Дамдин застыл в растерянности, не зная, что ответить. С полминуты он молчал, вдруг лицо его страдальчески исказилось, губы задрожали, сдавленные звуки потекли из горла. Показалось, он плачет, но нет – он пел. Я узнал слова, которые от него же и слышал. Триста лет назад князь Цогто-тайджи вырезал их на диабазовой скале в долине Мишик-гун на северо-западе Халхи, и они стали народной песней.
«Велико различие между бодхисатвами и простыми смертными, имеющими просветленное сердце, но в деле милосердия и сострадания их путь един», – пел Дамдин не своим обычным фальцетом, а низко и хрипло, как если бы в нем, как в Зундуй-гелуне – Чжамсаран, поселился его властительный предок.

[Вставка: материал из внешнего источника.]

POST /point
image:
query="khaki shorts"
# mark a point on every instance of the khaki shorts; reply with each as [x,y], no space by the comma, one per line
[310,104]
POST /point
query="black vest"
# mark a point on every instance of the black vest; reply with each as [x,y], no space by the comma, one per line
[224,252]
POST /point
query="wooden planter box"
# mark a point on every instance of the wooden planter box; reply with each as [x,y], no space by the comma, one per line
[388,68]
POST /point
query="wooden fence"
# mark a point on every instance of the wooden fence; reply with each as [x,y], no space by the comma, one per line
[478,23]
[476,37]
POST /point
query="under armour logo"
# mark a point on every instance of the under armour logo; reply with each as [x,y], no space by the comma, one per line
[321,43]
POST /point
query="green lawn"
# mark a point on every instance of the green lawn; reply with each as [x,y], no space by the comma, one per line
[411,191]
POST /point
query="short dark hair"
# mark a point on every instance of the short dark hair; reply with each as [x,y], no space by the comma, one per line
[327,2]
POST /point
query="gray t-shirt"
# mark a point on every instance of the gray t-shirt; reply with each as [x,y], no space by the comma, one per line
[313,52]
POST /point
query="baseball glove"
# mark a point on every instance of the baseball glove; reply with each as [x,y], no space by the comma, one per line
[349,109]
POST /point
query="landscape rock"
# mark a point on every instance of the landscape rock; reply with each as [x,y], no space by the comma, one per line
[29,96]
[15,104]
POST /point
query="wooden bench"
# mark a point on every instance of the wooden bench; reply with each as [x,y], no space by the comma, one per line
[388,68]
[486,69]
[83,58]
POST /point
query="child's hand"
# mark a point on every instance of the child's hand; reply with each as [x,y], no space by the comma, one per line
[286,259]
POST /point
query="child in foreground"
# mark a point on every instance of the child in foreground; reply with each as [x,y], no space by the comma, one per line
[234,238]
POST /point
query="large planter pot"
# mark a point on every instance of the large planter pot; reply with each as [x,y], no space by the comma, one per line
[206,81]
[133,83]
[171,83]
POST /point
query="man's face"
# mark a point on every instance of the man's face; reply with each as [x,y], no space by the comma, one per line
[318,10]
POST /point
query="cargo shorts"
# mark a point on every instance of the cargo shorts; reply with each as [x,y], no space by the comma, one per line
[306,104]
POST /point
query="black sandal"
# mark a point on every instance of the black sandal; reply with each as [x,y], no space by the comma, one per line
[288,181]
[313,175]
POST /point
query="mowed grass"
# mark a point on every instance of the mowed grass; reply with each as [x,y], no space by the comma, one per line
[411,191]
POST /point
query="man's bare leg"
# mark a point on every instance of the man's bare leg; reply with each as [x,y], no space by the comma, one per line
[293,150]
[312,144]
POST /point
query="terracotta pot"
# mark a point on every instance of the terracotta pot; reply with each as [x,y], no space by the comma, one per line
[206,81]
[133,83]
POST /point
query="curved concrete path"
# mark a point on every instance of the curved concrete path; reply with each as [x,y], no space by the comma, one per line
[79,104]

«Велико различие между законами и судом владетельных князей и могучих хаганов, поддерживающих порядок на земле, и судом Эрлик-хана в подземном мире, но в суждении о правде и неправде их путь един», – продолжил он в той же тональности.
«Велико различие между человеком, ищущим пропитание, и диким зверем, бродящим по горам и лесам в поисках добычи, но в утолении голода их путь един», – нарастил он напряжение, чтобы затем перейти к главному.
«Велико различие между Халхой и Огнотской землей, далека моя сестра Калгота, пребывающая на реке Онон, от меня, кочующего по Орхону и Толе, но во взаимной тоске и любви наш путь един», – закончил он на последнем пределе чувства, за которым уже не могло быть ничего, кроме слез.
Это был заключительный куплет, но, к моему изумлению, Дамдин почти без паузы пропел еще один, в оригинале отсутствующий.
«Велико различие, – вознесся его рвущий душу голос, – между монголом, пасущим скот на родной земле, и китайцем, поедающим свинину и пришедшим на его землю с востока, но в стремлении сохранить жизнь и породить потомство их путь един».
Дамдин говорил мне, что от этой песни, от сострадания к разлученному с любимой сестрой Цогто-тайджи, в Монголии плачут даже камни, – но наши цырики оказались тверже диабаза. Глядя на вырванное у китайского лейтенанта сердце, они не разразились восторженными кликами, но и сейчас тоже безмолвствовали. Слова о единстве всего сущего были брошены на ветер: ни один человек не двинулся с места.
Вот тогда-то Дамдин заплакал по-настоящему. Я обнял его, как ребенка, притянул к себе. Он был на полголовы ниже меня, я вжался подбородком в его горячую макушку и зашептал, имея в виду Зундуй-гелуна:
– Скажи ему, что об этом скоро станет известно в Урге, через иностранных консулов попадет в газеты. Все отвернутся от вас, все твои планы пойдут псу под хвост. Он погубит тебя и себя. Казаки арестуют вас обоих…
Дамдин отстранился. Я увидел его грязные от размазанных слез подглазья, услышал голос, опять ставший высоким и тонким:
– Мне всё равно…
Чары спали, он возвратился к своему истинному облику. Передо мной стоял читинский гимназист, парижский студент, поклонник Брюссона и страдающий от одиночества в браке муж Цыпилмы. Прочее развеялось, как утренний туман.
Я взял его за плечи, развернул лицом к внимательно наблюдавшему за нами Зундуй-гелуну, подтолкнул в спину:
– Иди!
Он сделал пару шагов и остановился. Зундуй-гелун сам подошел к нему, но не торопился начинать разговор.